The second problem is that the group infall scenario requires that not only most of the subhalos are dark, but also that most of the groups are dark. Otherwise, the DoS cannot be explained in that model, because this is only reproduced if on the order of one group fell into each, the MW and M31 halos.

An alternative scenario for the origin of the dwarf spheroidal satellite galaxies of the MW goes back to an observation already made by Zwicky in the 1950s. He pointed out that galaxies may form antihierarchically in the material thrown out off interacting large galaxies. These nowadays called tidal dwarf galaxies (TDGs; Mirabel et al. 1992) are well known to form in the universe (e.g., Weilbacher et al. 2003; Walter et al. 2006). Based on the identification of streams of satellite galaxies and globular clusters on the sky, in a pioneering work Lynden-Bell (1983) had suggested that the dwarf spheroidals originate from the breakup of a former larger galaxy. With the growing success of the dark matter theory this idea was, however, often overlooked and dwarf galaxies were naturally identified with accreted cosmological substructures. Kroupa et al. (2005) highlighted the issue again deeming the great plane of the MW satellites to be inconsistent with the CDM theory. Indeed, there is a strong correlation of the orbital poles of the satellites (Palma et al. 2002; Metz et al. 2008) suggesting a common origin. If the satellites were of tidal origin, this would naturally account for the orbital correlation. A tidal origin is also consistent with the possible existence of a minor filamentary structure as shown in Section 2.3. If the progenitor of the satellite galaxies came along this direction, the orientation of the DoS would be related to the infall direction as is the case for infalling dark matter halos along filaments. The major difference is that subhalos can come at any angle along the filament and thus in general do not have correlated orbits, whereas tidal dwarfs do.

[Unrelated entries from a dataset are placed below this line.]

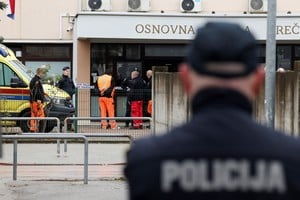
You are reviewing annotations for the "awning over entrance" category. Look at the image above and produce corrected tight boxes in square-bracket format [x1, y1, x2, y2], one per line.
[74, 12, 300, 43]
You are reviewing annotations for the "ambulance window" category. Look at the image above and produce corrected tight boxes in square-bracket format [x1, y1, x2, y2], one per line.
[0, 63, 17, 86]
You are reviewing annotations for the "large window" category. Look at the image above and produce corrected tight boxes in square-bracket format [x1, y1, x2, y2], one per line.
[145, 45, 185, 57]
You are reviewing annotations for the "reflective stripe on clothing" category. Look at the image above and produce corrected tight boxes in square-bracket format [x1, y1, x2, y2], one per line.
[30, 101, 45, 132]
[131, 101, 143, 128]
[97, 74, 112, 95]
[99, 97, 116, 129]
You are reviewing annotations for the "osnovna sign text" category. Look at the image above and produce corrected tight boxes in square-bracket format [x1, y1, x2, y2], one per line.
[135, 24, 196, 35]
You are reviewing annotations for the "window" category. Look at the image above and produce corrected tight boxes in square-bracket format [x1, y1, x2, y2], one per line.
[126, 44, 141, 60]
[145, 45, 185, 57]
[26, 46, 71, 60]
[0, 63, 17, 87]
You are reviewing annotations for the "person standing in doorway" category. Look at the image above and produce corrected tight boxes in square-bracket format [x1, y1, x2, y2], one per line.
[145, 70, 152, 117]
[29, 66, 47, 132]
[96, 68, 117, 129]
[129, 70, 145, 129]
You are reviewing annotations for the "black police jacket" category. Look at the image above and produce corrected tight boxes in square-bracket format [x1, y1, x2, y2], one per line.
[124, 89, 300, 200]
[29, 75, 45, 103]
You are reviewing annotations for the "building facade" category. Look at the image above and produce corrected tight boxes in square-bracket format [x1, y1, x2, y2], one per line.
[0, 0, 300, 116]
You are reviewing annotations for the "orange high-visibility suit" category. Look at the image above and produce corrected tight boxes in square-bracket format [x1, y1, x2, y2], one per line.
[96, 74, 116, 129]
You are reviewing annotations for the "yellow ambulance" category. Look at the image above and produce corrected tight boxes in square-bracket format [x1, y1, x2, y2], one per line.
[0, 44, 75, 132]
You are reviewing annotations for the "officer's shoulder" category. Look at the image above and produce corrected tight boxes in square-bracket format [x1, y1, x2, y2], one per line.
[261, 123, 300, 154]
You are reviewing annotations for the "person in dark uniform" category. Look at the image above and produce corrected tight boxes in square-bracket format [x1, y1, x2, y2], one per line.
[29, 66, 47, 132]
[124, 22, 300, 200]
[57, 67, 75, 98]
[128, 70, 145, 129]
[57, 66, 75, 131]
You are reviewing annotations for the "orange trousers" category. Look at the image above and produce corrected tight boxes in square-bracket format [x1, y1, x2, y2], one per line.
[147, 100, 152, 117]
[99, 97, 117, 129]
[30, 101, 45, 132]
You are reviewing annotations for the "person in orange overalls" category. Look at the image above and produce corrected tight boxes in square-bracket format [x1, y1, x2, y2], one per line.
[29, 67, 47, 132]
[96, 69, 117, 129]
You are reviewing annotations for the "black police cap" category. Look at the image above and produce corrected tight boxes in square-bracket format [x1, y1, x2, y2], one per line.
[186, 22, 258, 78]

In summary, this paper presents a detailed investigation of recent claims that the dSph satellites of the MW entered the MW system as part of a galaxy group surrounding the Magellanic Clouds, or as a stand-alone dwarf group. By considering the observed properties of the known groups of galaxies within about 6 Mpc of the MW, it is concluded that all these systems are too spatially extended to be the progenitors of the disklike MW satellite distribution. Because the observed galaxy groups are not compact, the recent claims that dwarf galaxies within such groups would be able to retain, or even reaccrete, gas are rendered unlikely. Tentative evidence for an intermediate-scale filamentary structure in the distribution of nearby galaxy groups is brought up which could indicate the direction of infall of a galaxy which interacted with the young MW such that TDGs formed in the expanding tidal arms producing a system of dSph satellite galaxies that remain correlated in phase space.

M.M. acknowledges support by the DFG Priority Program 1177. M.M., P.K., and H.J. acknowledge the financial support of two DAAD/Go8 travel grants and G.H. acknowledges support by the FWF project P21097-N16.